INSERT INTO student (name) VALUES ('Victoria');
INSERT INTO student (name) VALUES ('Manuel');

These last two examples make the table student depend on a certain sequence, which can’t be dropped on a whim. The table declaration itself makes it very clear how the primary key values are generated, and thus our intentions more evident.

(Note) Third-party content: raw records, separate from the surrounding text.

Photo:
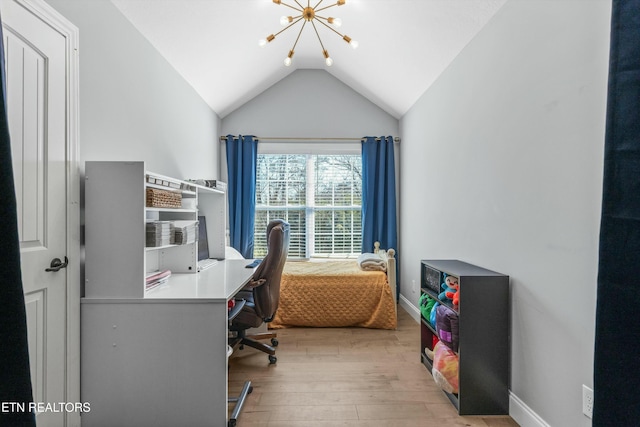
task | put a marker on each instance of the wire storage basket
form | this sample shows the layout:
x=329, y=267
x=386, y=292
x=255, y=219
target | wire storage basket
x=157, y=198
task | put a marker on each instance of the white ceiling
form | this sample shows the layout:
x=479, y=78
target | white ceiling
x=404, y=44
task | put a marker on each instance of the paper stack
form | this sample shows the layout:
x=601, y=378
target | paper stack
x=157, y=278
x=159, y=233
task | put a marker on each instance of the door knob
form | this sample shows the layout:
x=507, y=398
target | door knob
x=57, y=264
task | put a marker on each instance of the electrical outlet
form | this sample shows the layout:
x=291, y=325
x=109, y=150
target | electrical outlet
x=587, y=401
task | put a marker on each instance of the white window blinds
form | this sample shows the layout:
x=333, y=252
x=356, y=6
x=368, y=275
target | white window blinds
x=319, y=195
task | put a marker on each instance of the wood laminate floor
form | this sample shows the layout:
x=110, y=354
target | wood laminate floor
x=328, y=377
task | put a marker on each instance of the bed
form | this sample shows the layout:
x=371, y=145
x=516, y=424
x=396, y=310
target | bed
x=338, y=293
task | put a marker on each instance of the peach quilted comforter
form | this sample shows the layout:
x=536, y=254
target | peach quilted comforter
x=334, y=294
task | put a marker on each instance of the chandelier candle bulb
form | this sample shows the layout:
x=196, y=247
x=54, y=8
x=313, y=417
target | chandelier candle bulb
x=336, y=22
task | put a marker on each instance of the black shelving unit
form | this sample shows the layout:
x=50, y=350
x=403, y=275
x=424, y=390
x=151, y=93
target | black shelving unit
x=484, y=334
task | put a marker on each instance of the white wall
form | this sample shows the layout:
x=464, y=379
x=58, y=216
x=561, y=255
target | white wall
x=502, y=167
x=133, y=104
x=310, y=103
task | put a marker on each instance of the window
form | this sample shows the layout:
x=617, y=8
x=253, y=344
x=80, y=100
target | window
x=320, y=196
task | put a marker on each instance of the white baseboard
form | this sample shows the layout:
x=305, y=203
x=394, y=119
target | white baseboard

Of course, other RDBMS vendors have their own unique ways of generating unique values (see what I did there?), such as MySQL’s AUTO_INCREMENT attribute, which also works in H2:

CREATE TABLE student (
  id INT AUTO_INCREMENT,
  name VARCHAR(100) NOT NULL,
  CONSTRAINT pk_student PRIMARY KEY (id)
);

INSERT INTO student (name) VALUES ('Maria');

It’s important to keep in mind that auto generated clauses do not necessarily create the primary key constraint automatically.

Identity Columns

Identity columns are the ultimate way to declare auto generated primary key columns, using good ol’ standard SQL (ISO/IEC 9075) and nothing else. Here’s what the student table could be rewritten as, using the identity clause:

CREATE TABLE student (
  id INTEGER GENERATED BY DEFAULT AS IDENTITY,
  name VARCHAR(100) NOT NULL,
  CONSTRAINT pk_student PRIMARY KEY (id)
);

INSERT INTO student (name) VALUES ('Paige');
SELECT id FROM student WHERE name = 'Paige';
--> 1
INSERT INTO student (id, name) values (1, 'Robert');
--> Constraint violation error

--No dangling sequences either:
DROP TABLE student; --purge (Oracle)

Customized Sequence Properties

Because identity columns have an implicit sequence attached to it, they can be tailored similarly to the CREATE SEQUENCE statement:

CREATE TABLE student (
  id INTEGER GENERATED ALWAYS AS IDENTITY (
    START WITH 25 INCREMENT BY 25 --Override default options
  ),
  name VARCHAR2(100) NOT NULL
);

INSERT INTO student (name) VALUES ('Ben');
INSERT INTO student (name) VALUES ('Wendy');

SELECT id FROM student WHERE name = 'Wendy';
--> 50

ALWAYS or BY DEFAULT?

The identity column clause has two different flavors: identifiers can be generated ALWAYS or BY DEFAULT. The former instructs the database to always generate a value, and will actually throw an error if you do try to insert one yourself:

CREATE TABLE test_error (
  id_col INTEGER GENERATED ALWAYS AS IDENTITY
);

INSERT INTO test_error (id_col) VALUES (1);
--> ORA-32795: cannot insert into a generated always identity column

Ultimately it all comes down to taste. Personally, I find the BY DEFAULT behaviour a bit more forgiving (say you need to change an ID for whatever reason).

ORM Support

Object–relational mapping providers have great support for identity columns out-of-the-box. In fact, it’s the default for primary key properties in Entity Framework Core. Here’s how we could map the student table to a JPA Entity, using GenerationType.IDENTITY:

package org.danielaguilar.samples;

import jakarta.persistence.*;

@Entity
public class Student {

	@Id
	@GeneratedValue(strategy = GenerationType.IDENTITY)
	private int id;
	
	private String name;
	
	// ...
}

Conclusion

Identity columns are a great and universal way to declare primary key columns for our tables. Because it’s part of the SQL standard, this particular syntax works with almost all the major RDBMS vendors, hopefully decreasing the cognitive load necessary when working on multiple systems.